This could mean one of two things: Ford is off to rehab in a foreign country, or Ford is just running away. Either way, I can’t imagine that this is the last we’ll see of Robbie. This is a man who has been fired from his job once already, weathered the storm of #CrackTape1 somewhat sturdily, and embarrassed himself on national television after Jimmy Kimmel wiped his sweaty brow and made him play late-night parlor games.

Evidently, the spin machine is in full effect. Rob Ford is an addict. Rob Ford needs help. Rob Ford is going to rehab. And Rob Ford will be back to prove to Ford Nation that he is the best damn mayor that ever (allegedly) smoked crack twice on camera and got sued for allegedly orchestrating a violent beat-down of his sister’s ex-boyfriend in prison.

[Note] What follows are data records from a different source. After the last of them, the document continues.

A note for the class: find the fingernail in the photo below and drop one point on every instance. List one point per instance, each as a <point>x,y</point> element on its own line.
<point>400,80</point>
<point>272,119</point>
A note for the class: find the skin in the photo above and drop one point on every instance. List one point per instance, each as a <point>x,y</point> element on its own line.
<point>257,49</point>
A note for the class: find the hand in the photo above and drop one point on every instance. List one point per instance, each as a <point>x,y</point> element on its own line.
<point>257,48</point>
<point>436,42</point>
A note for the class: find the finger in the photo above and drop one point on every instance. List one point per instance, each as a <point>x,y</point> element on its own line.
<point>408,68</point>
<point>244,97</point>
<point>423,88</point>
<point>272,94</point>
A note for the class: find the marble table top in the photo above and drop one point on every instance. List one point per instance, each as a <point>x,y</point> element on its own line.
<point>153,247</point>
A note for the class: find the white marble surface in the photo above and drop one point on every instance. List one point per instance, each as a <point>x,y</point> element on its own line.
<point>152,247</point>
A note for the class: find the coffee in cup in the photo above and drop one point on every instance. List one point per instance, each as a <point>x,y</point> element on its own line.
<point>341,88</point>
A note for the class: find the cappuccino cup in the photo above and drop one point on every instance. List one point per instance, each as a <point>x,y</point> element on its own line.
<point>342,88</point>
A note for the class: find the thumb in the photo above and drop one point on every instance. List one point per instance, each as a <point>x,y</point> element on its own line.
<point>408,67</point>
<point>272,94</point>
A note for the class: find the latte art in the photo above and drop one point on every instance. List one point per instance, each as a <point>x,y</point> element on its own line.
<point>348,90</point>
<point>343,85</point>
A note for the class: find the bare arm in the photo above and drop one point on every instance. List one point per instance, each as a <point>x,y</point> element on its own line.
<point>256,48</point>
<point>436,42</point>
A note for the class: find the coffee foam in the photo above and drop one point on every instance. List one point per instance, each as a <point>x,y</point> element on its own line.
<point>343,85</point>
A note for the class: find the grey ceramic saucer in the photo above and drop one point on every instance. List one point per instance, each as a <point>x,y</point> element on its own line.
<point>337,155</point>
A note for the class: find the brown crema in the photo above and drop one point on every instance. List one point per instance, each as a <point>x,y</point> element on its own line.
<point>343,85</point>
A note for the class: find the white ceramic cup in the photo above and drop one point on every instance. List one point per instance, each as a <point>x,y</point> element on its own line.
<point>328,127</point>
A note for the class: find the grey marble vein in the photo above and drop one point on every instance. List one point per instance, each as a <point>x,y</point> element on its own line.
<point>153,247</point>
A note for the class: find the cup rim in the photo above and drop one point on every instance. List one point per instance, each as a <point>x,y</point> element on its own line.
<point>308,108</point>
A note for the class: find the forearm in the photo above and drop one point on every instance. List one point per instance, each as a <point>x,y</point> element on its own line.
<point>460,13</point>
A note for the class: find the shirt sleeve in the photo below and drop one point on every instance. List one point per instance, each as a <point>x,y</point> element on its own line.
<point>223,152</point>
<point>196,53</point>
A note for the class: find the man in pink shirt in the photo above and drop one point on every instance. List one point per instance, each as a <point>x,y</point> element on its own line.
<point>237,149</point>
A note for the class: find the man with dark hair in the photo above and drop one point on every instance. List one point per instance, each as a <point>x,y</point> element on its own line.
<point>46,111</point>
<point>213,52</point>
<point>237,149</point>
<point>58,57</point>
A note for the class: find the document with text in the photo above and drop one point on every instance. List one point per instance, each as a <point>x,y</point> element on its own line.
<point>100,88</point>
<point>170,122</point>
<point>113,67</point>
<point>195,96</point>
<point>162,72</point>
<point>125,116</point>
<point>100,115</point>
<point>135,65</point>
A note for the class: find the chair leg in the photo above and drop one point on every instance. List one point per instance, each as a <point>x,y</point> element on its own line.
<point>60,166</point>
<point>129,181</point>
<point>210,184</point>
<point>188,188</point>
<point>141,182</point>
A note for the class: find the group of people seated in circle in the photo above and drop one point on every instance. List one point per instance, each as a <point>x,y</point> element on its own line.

This narrative is understandably not acceptable for many Torontonians, who are calling for the mayor’s resignation. But as we have learned time and time again, Ford is not one to back down from a major scandal. And judging by Rob Ford’s latest tweet, his office is currently looking to fill a junior position that pays $30,000 a year—so get those résumés ready, friends!

Unfortunately, Toronto’s councillors and journalists, and various other naysayers who dislike Fordtopia, can continue to berate the mayor and call for his resignation, but unless this guy gets charged with a crime and forcibly removed from office, I’m not convinced that he will leave. Even after this latest crack clusterfuck, Rob can easily go to rehab, take a break, come back, tell everyone that everything is fine, and wait for this next crack video to come out.

If you think that’s an unrealistic view of a man who is quite clearly out of control, then you probably haven’t been following this story for very long. The rule of Rob Ford is that things will always get crazier, and there’s nothing more ridiculous than attempting to stay mayor after you get caught smoking some kind of crack-like drug on camera —twice.